[Bug Report] with rsl_rl, actor's std becomes "nan" during PPO training

mitsu3291 commented 2 months ago

I am conducting reinforcement learning for a robot using rsl_rl and isaac lab. While it works fine with simple settings, when I switch to more complex settings (such as Domain Randomization), the following error occurs during training（After some progress in training）, indicating that the actor's standard deviation does not meet the condition of being ≥ 0. Has anyone experienced a similar error? num_env is 3600

Traceback (most recent call last):
  File "/root/IsaacLab/source/standalone/workflows/rsl_rl/train.py", line 131, in <module>
    main()
  File "/root/IsaacLab/source/standalone/workflows/rsl_rl/train.py", line 123, in main
    runner.learn(num_learning_iterations=agent_cfg.max_iterations, init_at_random_ep_len=True)
  File "/isaac-sim/kit/python/lib/python3.10/site-packages/rsl_rl/runners/on_policy_runner.py", line 153, in learn
    mean_value_loss, mean_surrogate_loss = self.alg.update()
  File "/isaac-sim/kit/python/lib/python3.10/site-packages/rsl_rl/algorithms/ppo.py", line 121, in update
    self.actor_critic.act(obs_batch, masks=masks_batch, hidden_states=hid_states_batch[0])
  File "/isaac-sim/kit/python/lib/python3.10/site-packages/rsl_rl/modules/actor_critic.py", line 105, in act

  File "/isaac-sim/exts/omni.isaac.ml_archive/pip_prebundle/torch/distributions/normal.py", line 74, in sample
    return torch.normal(self.loc.expand(shape), self.scale.expand(shape))  
RuntimeError: normal expects all elements of std >= 0.0

I investigated the value of std(self.scale) and found that the std value in a certain environment appears to be nan. (The number of columns represents the action dimensions for the robot.)
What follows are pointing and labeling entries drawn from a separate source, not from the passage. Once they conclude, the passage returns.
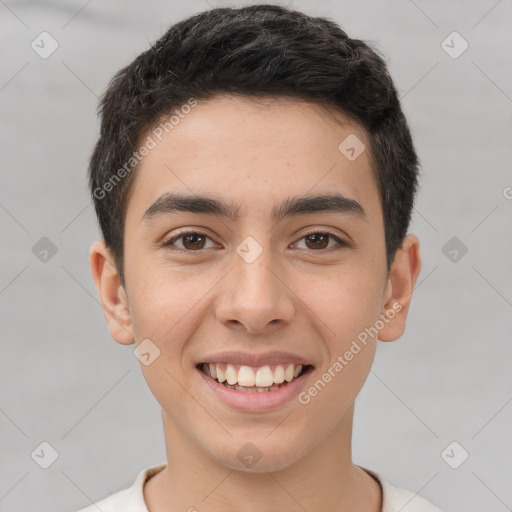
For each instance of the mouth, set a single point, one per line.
(249, 379)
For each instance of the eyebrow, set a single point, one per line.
(301, 205)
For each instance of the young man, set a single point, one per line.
(254, 181)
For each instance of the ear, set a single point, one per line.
(399, 287)
(112, 294)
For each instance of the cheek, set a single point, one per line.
(345, 303)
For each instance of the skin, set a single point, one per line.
(297, 296)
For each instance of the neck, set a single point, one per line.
(325, 478)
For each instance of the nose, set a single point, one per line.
(255, 296)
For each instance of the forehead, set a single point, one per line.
(253, 152)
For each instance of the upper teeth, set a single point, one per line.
(248, 377)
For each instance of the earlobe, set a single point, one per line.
(399, 287)
(111, 292)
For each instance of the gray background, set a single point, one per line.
(65, 381)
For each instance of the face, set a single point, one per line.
(259, 274)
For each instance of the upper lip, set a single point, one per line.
(247, 359)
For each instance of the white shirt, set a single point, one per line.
(132, 498)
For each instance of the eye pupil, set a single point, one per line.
(316, 236)
(193, 236)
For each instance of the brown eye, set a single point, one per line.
(194, 241)
(319, 240)
(191, 241)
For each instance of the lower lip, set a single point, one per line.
(257, 400)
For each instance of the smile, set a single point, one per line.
(253, 379)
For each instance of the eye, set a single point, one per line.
(192, 241)
(195, 241)
(319, 240)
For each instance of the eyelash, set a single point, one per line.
(168, 244)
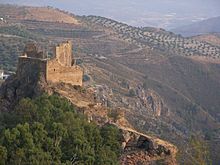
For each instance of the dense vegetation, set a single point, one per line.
(47, 130)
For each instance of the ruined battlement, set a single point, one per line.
(63, 53)
(60, 68)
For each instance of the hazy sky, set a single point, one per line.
(160, 13)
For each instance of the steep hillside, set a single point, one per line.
(166, 85)
(204, 27)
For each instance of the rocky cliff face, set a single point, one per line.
(15, 88)
(137, 148)
(142, 149)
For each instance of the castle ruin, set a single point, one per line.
(60, 68)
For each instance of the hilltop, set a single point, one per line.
(165, 83)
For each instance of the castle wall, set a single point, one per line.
(31, 68)
(58, 73)
(63, 53)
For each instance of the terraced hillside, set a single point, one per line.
(157, 39)
(167, 85)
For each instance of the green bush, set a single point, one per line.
(47, 130)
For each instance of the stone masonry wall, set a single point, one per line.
(31, 68)
(58, 73)
(63, 52)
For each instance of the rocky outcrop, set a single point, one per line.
(139, 148)
(13, 89)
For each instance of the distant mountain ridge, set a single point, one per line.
(211, 25)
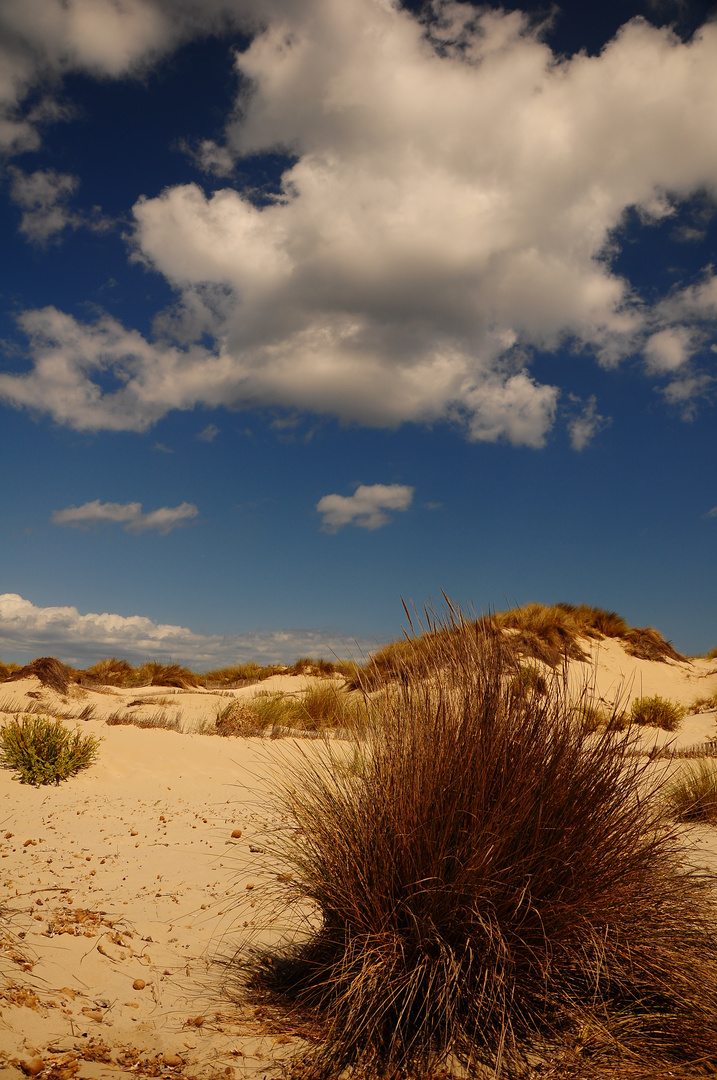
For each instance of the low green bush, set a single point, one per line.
(42, 751)
(657, 712)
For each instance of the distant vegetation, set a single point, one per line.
(320, 706)
(550, 634)
(494, 883)
(546, 633)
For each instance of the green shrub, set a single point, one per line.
(692, 795)
(41, 751)
(489, 880)
(657, 712)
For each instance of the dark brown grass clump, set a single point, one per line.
(548, 633)
(109, 672)
(113, 672)
(490, 879)
(51, 673)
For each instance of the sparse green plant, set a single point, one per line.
(657, 712)
(109, 672)
(489, 879)
(42, 751)
(242, 674)
(235, 718)
(549, 633)
(322, 705)
(692, 795)
(529, 679)
(699, 705)
(113, 672)
(158, 719)
(11, 705)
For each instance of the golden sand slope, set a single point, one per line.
(122, 887)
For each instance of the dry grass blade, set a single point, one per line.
(158, 719)
(692, 795)
(491, 880)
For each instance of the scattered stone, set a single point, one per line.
(32, 1068)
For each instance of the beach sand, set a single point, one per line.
(126, 888)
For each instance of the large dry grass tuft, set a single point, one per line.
(491, 880)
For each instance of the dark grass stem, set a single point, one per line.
(491, 879)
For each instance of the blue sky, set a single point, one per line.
(307, 307)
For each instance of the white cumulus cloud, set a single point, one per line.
(366, 507)
(127, 514)
(27, 631)
(583, 427)
(452, 205)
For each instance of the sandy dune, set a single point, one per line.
(124, 887)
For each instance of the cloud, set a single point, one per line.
(454, 202)
(27, 631)
(365, 507)
(127, 514)
(43, 40)
(43, 197)
(667, 350)
(586, 424)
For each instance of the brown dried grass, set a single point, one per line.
(492, 881)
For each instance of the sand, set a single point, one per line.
(126, 887)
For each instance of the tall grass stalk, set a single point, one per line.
(490, 879)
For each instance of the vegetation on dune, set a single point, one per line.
(42, 751)
(113, 672)
(692, 795)
(550, 634)
(657, 712)
(7, 670)
(704, 704)
(320, 706)
(491, 880)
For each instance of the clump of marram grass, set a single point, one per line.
(321, 706)
(700, 704)
(42, 751)
(113, 672)
(548, 633)
(594, 717)
(489, 880)
(170, 721)
(657, 712)
(692, 795)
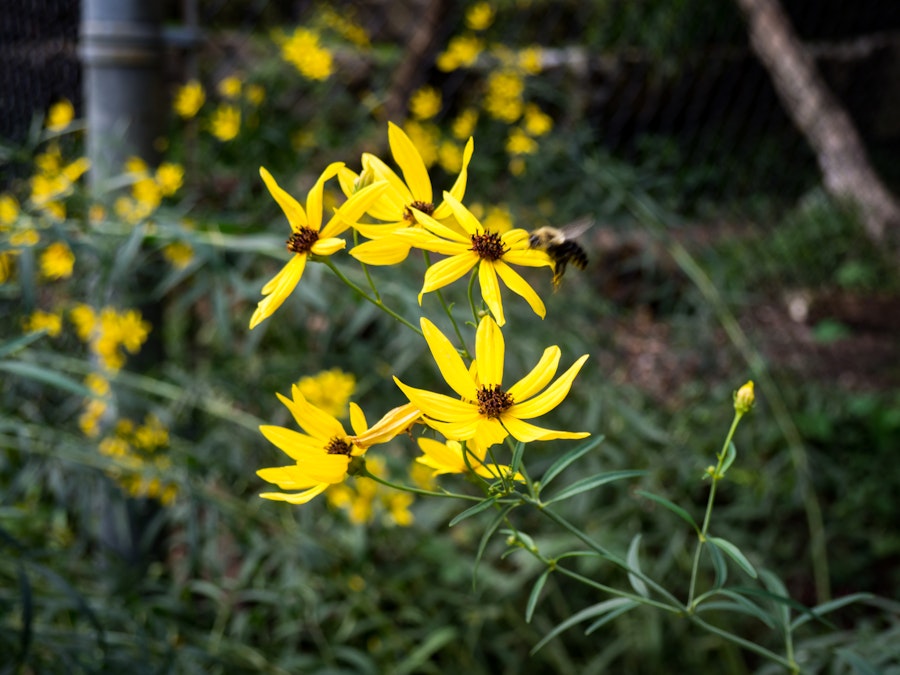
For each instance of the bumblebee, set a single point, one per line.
(560, 245)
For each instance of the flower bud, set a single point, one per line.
(744, 398)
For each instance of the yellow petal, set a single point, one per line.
(279, 288)
(447, 271)
(438, 406)
(329, 246)
(449, 362)
(551, 397)
(490, 290)
(539, 376)
(519, 286)
(314, 421)
(298, 498)
(291, 207)
(489, 351)
(384, 251)
(410, 162)
(315, 196)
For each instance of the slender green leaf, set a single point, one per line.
(719, 566)
(734, 553)
(673, 507)
(593, 482)
(573, 455)
(820, 610)
(634, 562)
(472, 511)
(32, 371)
(20, 343)
(535, 593)
(619, 611)
(599, 609)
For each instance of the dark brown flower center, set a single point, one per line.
(303, 240)
(425, 207)
(493, 401)
(488, 246)
(338, 446)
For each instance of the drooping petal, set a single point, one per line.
(490, 351)
(539, 376)
(291, 207)
(325, 247)
(385, 251)
(353, 209)
(297, 498)
(459, 187)
(490, 290)
(315, 196)
(448, 361)
(410, 162)
(314, 421)
(438, 406)
(357, 419)
(295, 445)
(278, 289)
(519, 286)
(551, 397)
(447, 271)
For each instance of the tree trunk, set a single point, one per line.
(820, 118)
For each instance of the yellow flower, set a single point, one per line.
(536, 121)
(189, 98)
(169, 178)
(486, 412)
(462, 51)
(60, 115)
(230, 87)
(329, 390)
(308, 236)
(479, 16)
(454, 457)
(425, 103)
(322, 454)
(57, 261)
(40, 320)
(311, 60)
(489, 250)
(226, 122)
(395, 207)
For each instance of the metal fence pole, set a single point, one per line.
(122, 54)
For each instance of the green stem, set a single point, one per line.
(701, 537)
(375, 301)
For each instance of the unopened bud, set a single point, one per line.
(744, 398)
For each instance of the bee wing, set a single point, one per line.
(577, 227)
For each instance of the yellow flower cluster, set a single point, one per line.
(138, 462)
(395, 215)
(303, 50)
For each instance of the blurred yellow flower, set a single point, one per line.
(225, 122)
(189, 98)
(57, 261)
(60, 115)
(479, 16)
(230, 87)
(302, 49)
(328, 390)
(41, 320)
(425, 103)
(461, 52)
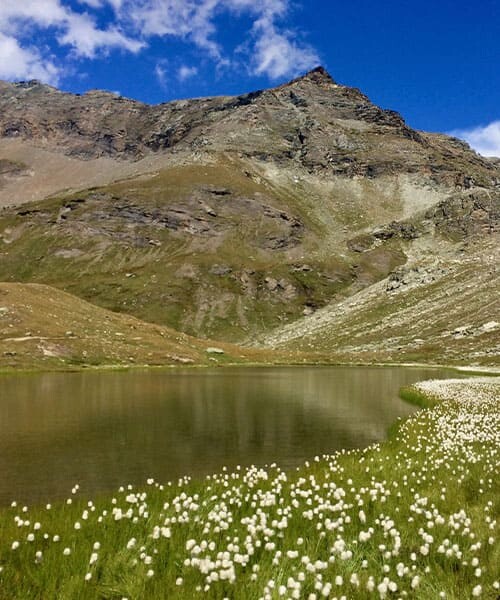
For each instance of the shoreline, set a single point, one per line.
(413, 515)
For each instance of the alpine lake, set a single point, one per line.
(105, 429)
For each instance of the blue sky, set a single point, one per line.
(436, 62)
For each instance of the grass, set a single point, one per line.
(413, 517)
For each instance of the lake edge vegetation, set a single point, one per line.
(414, 516)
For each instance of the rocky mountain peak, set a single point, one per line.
(319, 76)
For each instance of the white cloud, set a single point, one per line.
(277, 55)
(24, 63)
(485, 140)
(86, 39)
(19, 21)
(273, 51)
(186, 72)
(269, 48)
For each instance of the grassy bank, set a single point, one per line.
(413, 517)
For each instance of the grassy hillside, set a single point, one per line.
(42, 327)
(436, 308)
(211, 250)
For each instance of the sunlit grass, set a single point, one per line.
(413, 517)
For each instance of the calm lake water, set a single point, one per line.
(102, 430)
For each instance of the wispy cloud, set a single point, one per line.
(25, 63)
(484, 139)
(186, 72)
(271, 49)
(78, 31)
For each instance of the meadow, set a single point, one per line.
(412, 517)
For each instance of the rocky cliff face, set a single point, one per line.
(229, 216)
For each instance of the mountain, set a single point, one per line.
(300, 217)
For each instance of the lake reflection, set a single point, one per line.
(102, 430)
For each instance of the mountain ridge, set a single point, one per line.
(227, 217)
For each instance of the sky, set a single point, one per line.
(437, 62)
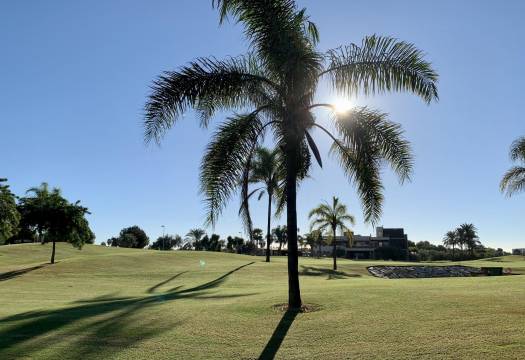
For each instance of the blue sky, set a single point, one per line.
(75, 75)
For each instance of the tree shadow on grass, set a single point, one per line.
(16, 273)
(103, 324)
(152, 289)
(278, 335)
(329, 273)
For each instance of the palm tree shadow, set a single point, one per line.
(330, 274)
(152, 289)
(16, 273)
(278, 335)
(96, 319)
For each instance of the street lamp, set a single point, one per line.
(163, 238)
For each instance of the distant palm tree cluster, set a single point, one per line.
(464, 240)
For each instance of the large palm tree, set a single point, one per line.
(331, 216)
(272, 89)
(514, 179)
(265, 169)
(469, 237)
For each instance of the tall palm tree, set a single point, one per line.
(265, 169)
(451, 240)
(272, 89)
(469, 236)
(331, 216)
(194, 236)
(514, 179)
(281, 236)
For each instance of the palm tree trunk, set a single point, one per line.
(53, 253)
(268, 227)
(294, 292)
(334, 250)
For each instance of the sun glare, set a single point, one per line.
(342, 105)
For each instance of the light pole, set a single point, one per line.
(163, 238)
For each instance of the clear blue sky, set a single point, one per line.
(74, 76)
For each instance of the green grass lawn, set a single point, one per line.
(109, 303)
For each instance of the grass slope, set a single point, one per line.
(109, 303)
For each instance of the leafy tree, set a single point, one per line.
(281, 236)
(514, 179)
(272, 88)
(215, 243)
(234, 244)
(194, 237)
(451, 240)
(9, 215)
(55, 218)
(130, 237)
(266, 169)
(167, 242)
(331, 216)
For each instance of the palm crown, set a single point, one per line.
(277, 80)
(272, 89)
(330, 216)
(514, 179)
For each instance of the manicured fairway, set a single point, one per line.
(109, 303)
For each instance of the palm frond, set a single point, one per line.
(513, 181)
(517, 150)
(225, 160)
(382, 64)
(363, 168)
(281, 35)
(369, 130)
(207, 84)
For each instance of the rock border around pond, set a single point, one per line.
(422, 271)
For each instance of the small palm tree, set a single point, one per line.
(333, 216)
(194, 236)
(272, 89)
(265, 169)
(514, 179)
(281, 236)
(451, 240)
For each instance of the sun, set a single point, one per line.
(342, 105)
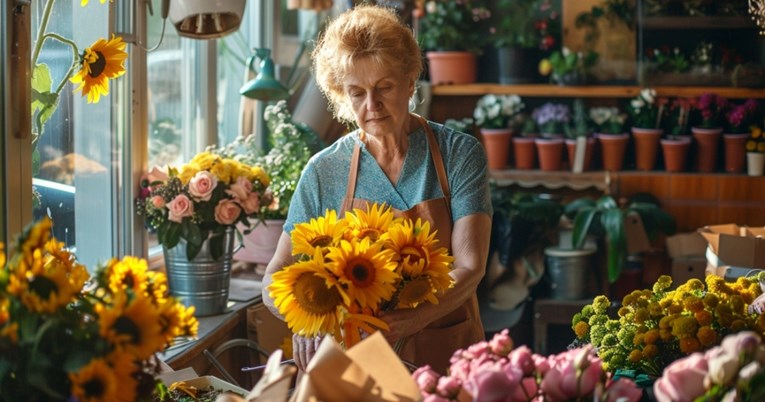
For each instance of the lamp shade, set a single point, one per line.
(264, 86)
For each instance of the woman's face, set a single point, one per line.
(379, 98)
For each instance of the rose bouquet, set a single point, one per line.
(495, 371)
(496, 111)
(349, 270)
(67, 336)
(202, 199)
(732, 371)
(658, 326)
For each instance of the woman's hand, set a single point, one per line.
(303, 350)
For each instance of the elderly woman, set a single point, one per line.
(367, 63)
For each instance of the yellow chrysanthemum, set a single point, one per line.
(365, 270)
(319, 232)
(372, 224)
(95, 382)
(304, 294)
(102, 61)
(132, 324)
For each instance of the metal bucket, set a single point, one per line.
(201, 282)
(569, 272)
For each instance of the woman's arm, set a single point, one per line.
(470, 248)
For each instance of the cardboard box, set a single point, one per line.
(734, 245)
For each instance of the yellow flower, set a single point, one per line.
(102, 61)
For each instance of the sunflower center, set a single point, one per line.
(97, 67)
(361, 272)
(126, 326)
(321, 241)
(312, 294)
(43, 286)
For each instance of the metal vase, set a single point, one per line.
(201, 282)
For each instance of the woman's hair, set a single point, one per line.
(366, 31)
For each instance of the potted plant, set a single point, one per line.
(646, 110)
(738, 118)
(493, 114)
(291, 145)
(606, 220)
(709, 111)
(522, 31)
(579, 141)
(609, 129)
(567, 67)
(452, 33)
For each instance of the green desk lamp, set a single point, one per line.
(264, 86)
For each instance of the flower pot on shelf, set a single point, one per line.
(735, 152)
(675, 153)
(550, 153)
(755, 163)
(613, 147)
(646, 147)
(451, 67)
(496, 141)
(707, 140)
(524, 152)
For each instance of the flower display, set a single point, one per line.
(551, 117)
(496, 371)
(646, 110)
(202, 199)
(69, 336)
(350, 269)
(710, 109)
(658, 326)
(447, 25)
(496, 111)
(732, 371)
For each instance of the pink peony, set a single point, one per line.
(179, 208)
(202, 185)
(683, 380)
(227, 212)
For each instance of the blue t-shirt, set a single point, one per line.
(324, 180)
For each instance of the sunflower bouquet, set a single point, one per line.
(658, 326)
(349, 270)
(69, 336)
(203, 199)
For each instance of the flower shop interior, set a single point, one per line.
(625, 150)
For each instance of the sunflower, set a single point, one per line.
(102, 61)
(304, 293)
(365, 270)
(95, 382)
(318, 233)
(372, 223)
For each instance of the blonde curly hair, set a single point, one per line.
(366, 31)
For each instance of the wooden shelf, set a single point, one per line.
(550, 90)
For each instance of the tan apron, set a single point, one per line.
(436, 343)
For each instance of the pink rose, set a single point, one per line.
(683, 380)
(227, 212)
(179, 208)
(202, 185)
(241, 189)
(158, 201)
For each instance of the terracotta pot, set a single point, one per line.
(707, 140)
(589, 151)
(675, 153)
(646, 147)
(496, 141)
(550, 152)
(451, 67)
(613, 147)
(755, 163)
(735, 152)
(525, 152)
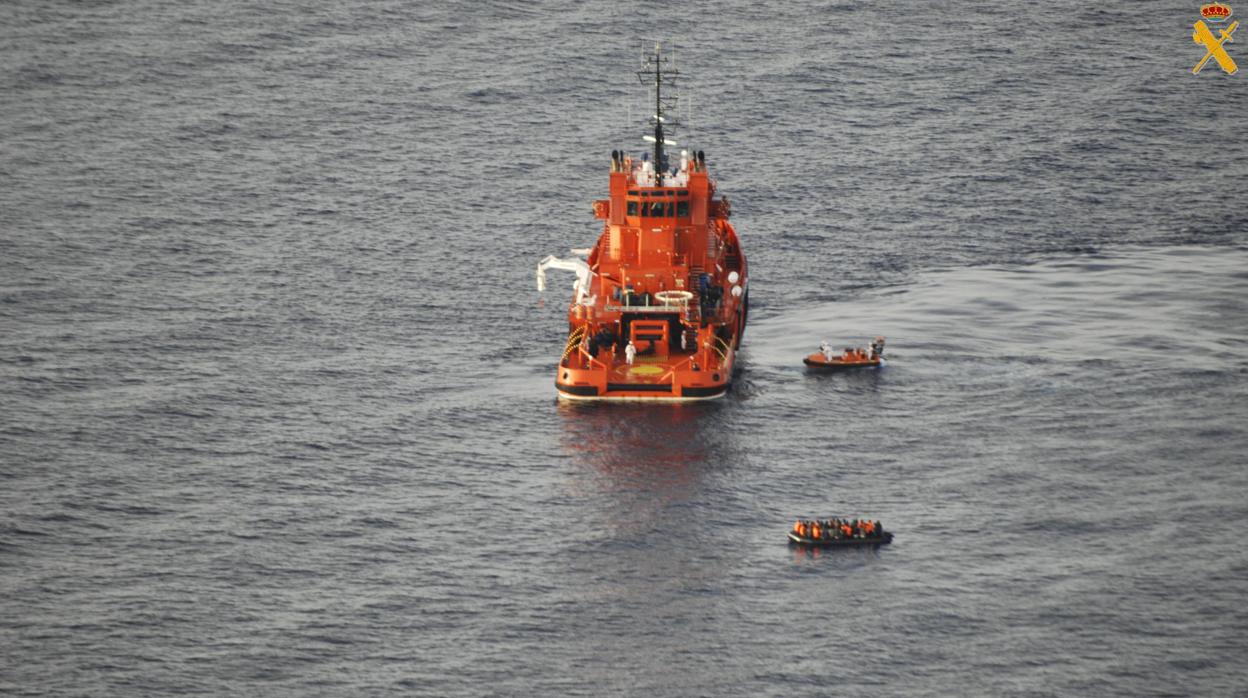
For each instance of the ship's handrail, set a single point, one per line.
(643, 309)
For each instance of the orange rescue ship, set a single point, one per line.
(660, 302)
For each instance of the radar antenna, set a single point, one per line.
(657, 69)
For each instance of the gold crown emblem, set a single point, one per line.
(1216, 11)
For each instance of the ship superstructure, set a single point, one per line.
(660, 301)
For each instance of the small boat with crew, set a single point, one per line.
(826, 360)
(839, 532)
(660, 301)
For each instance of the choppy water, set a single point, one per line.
(276, 401)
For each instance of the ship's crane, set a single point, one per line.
(575, 265)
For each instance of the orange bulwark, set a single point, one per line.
(667, 275)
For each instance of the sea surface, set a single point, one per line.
(277, 412)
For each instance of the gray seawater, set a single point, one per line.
(276, 402)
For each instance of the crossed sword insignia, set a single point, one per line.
(1213, 46)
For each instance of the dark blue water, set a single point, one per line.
(276, 390)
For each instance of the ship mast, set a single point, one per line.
(655, 68)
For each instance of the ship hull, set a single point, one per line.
(672, 380)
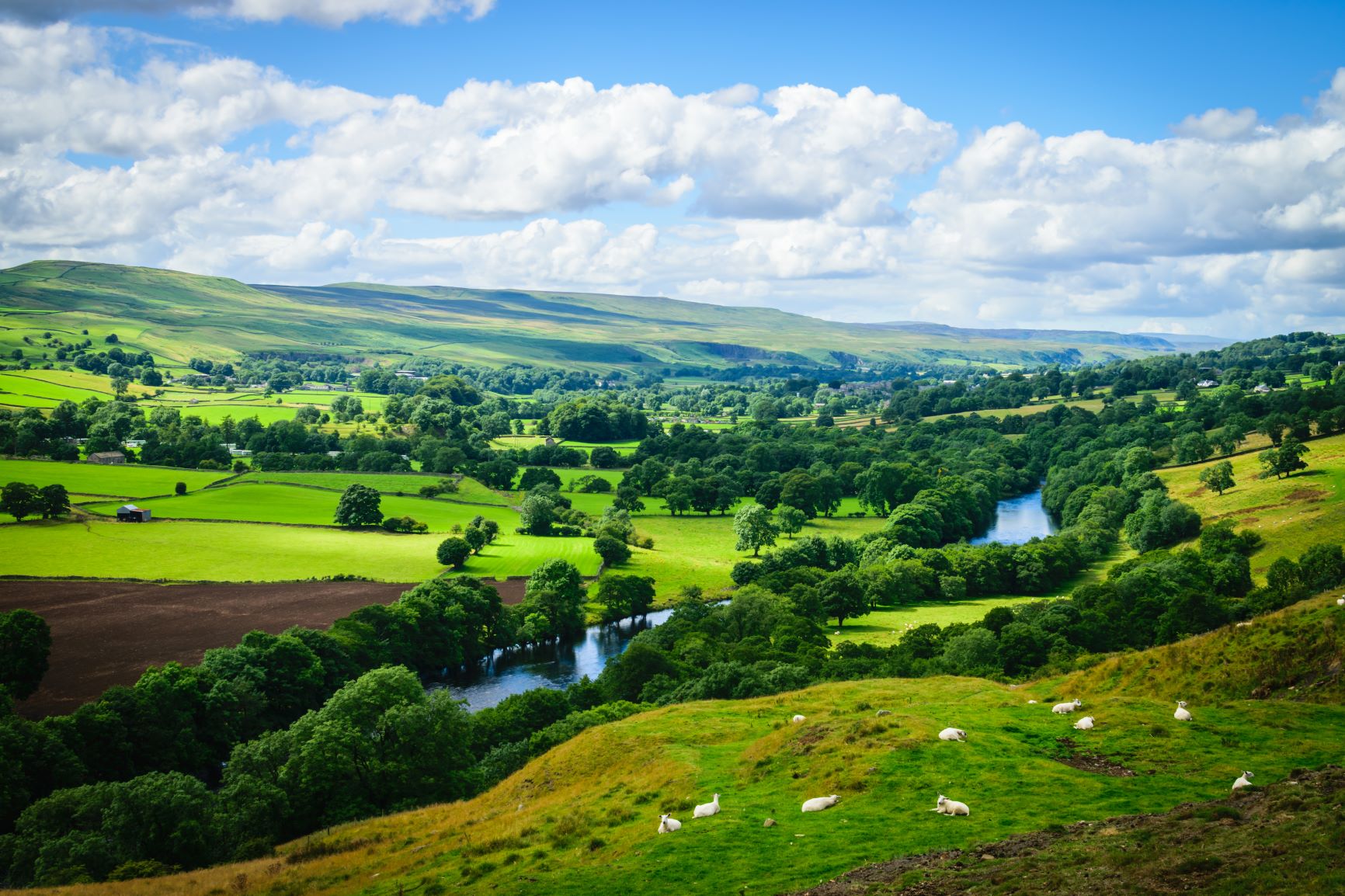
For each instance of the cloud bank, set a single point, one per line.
(787, 196)
(323, 12)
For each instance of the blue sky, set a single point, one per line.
(1045, 165)
(1056, 66)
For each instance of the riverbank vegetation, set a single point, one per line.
(261, 740)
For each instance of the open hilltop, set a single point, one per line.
(582, 818)
(178, 317)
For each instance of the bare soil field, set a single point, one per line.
(106, 633)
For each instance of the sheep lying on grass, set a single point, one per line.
(705, 810)
(950, 807)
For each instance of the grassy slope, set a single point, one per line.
(308, 506)
(176, 315)
(183, 550)
(1290, 514)
(127, 481)
(582, 818)
(1271, 840)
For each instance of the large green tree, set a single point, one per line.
(20, 499)
(1219, 477)
(755, 529)
(360, 506)
(25, 646)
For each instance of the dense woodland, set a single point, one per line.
(284, 734)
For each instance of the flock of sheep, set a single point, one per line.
(944, 806)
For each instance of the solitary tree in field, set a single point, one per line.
(755, 529)
(20, 499)
(25, 644)
(611, 550)
(1284, 460)
(55, 501)
(475, 538)
(1219, 478)
(360, 506)
(790, 519)
(454, 552)
(843, 595)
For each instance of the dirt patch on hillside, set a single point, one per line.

self.scale: tensor([[0.1926, 0.2051, 0.1785, ..., 0.7033, 0.8655, 0.8500],
[0.1926, 0.2051, 0.1785, ..., 0.7033, 0.8655, 0.8500],
[0.1926, 0.2051, 0.1785, ..., 0.7033, 0.8655, 0.8500],
...,
[0.1926, 0.2051, 0.1785, ..., 0.7033, 0.8655, 0.8500],
[0.1926, 0.2051, 0.1785, ..., 0.7033, 0.8655, 0.8500],
[0.1926, 0.2051, 0.1785, ..., 0.7033, 0.8655, 0.8500]],
device='cuda:0')
env_id: 1111, row: tensor([nan, nan, nan, nan, nan, nan, nan, nan, nan, nan, nan, nan, nan, nan, nan, nan, nan],
       device='cuda:0')

weifeng-lt commented 1 month ago

https://github.com/leggedrobotics/rsl_rl/issues/33 https://github.com/leggedrobotics/rsl_rl/issues/7

ksiegall commented 1 month ago

I encountered this bug when implementing a custom reward function for my robot. It turned out that I was returning NaN as part of my reward term, which was causing this issue. Double check your rewards/other functions and ensure that they aren't outputting NaN

Lr-2002 commented 1 month ago

@ksiegall hello, I'm facing the similar problem with hand-craft reward function. While it seems not very easy to locate to problem ? I've found the env.scene[asset_cfg.name].data.joint_pos is all the nan. While I could not find more way to locate the reason?

The scene was modified based on the Open-Drawer-Frandka-v0, Could you give me some advice ?

ozhanozen commented 4 weeks ago

@ksiegall hello, I'm facing the similar problem with hand-craft reward function. While it seems not very easy to locate to problem ? I've found the env.scene[asset_cfg.name].data.joint_pos is all the nan. While I could not find more way to locate the reason?

The scene was modified based on the Open-Drawer-Frandka-v0, Could you give me some advice ?

@Lr-2002 , is there a way for you to confirm if that specific asset with the nan inside .data.joint_pos is correctly spawned to the scene? I have seen before that within one sample of my cloned environments, the robot was not successfully spawned (it was colliding with another asset), hence, I was getting similar problems.

Lr-2002 commented 4 weeks ago

how to make sure whether the robot/articulation is colliding with others asset? What's more I'm just create the env with one usd built from other platform , Any suggestion?

Lr-2002 commented 4 weeks ago

could we have a little meeting about the problem? I'm now on GMT+8 area

ozhanozen commented 4 weeks ago

how to make sure whether the robot/articulation is colliding with others asset? What's more I'm just create the env with one usd built from other platform , Any suggestion?

You can visualize the scene with a livestream option and see if the objects spawn and move correctly in all if you environments. In my case, one robot didn't spawn in a specific env index.

Maybe check if you can visualize the problem, otherwise you can write me a PM so we can arrange a short call. I am in GMT+2 though.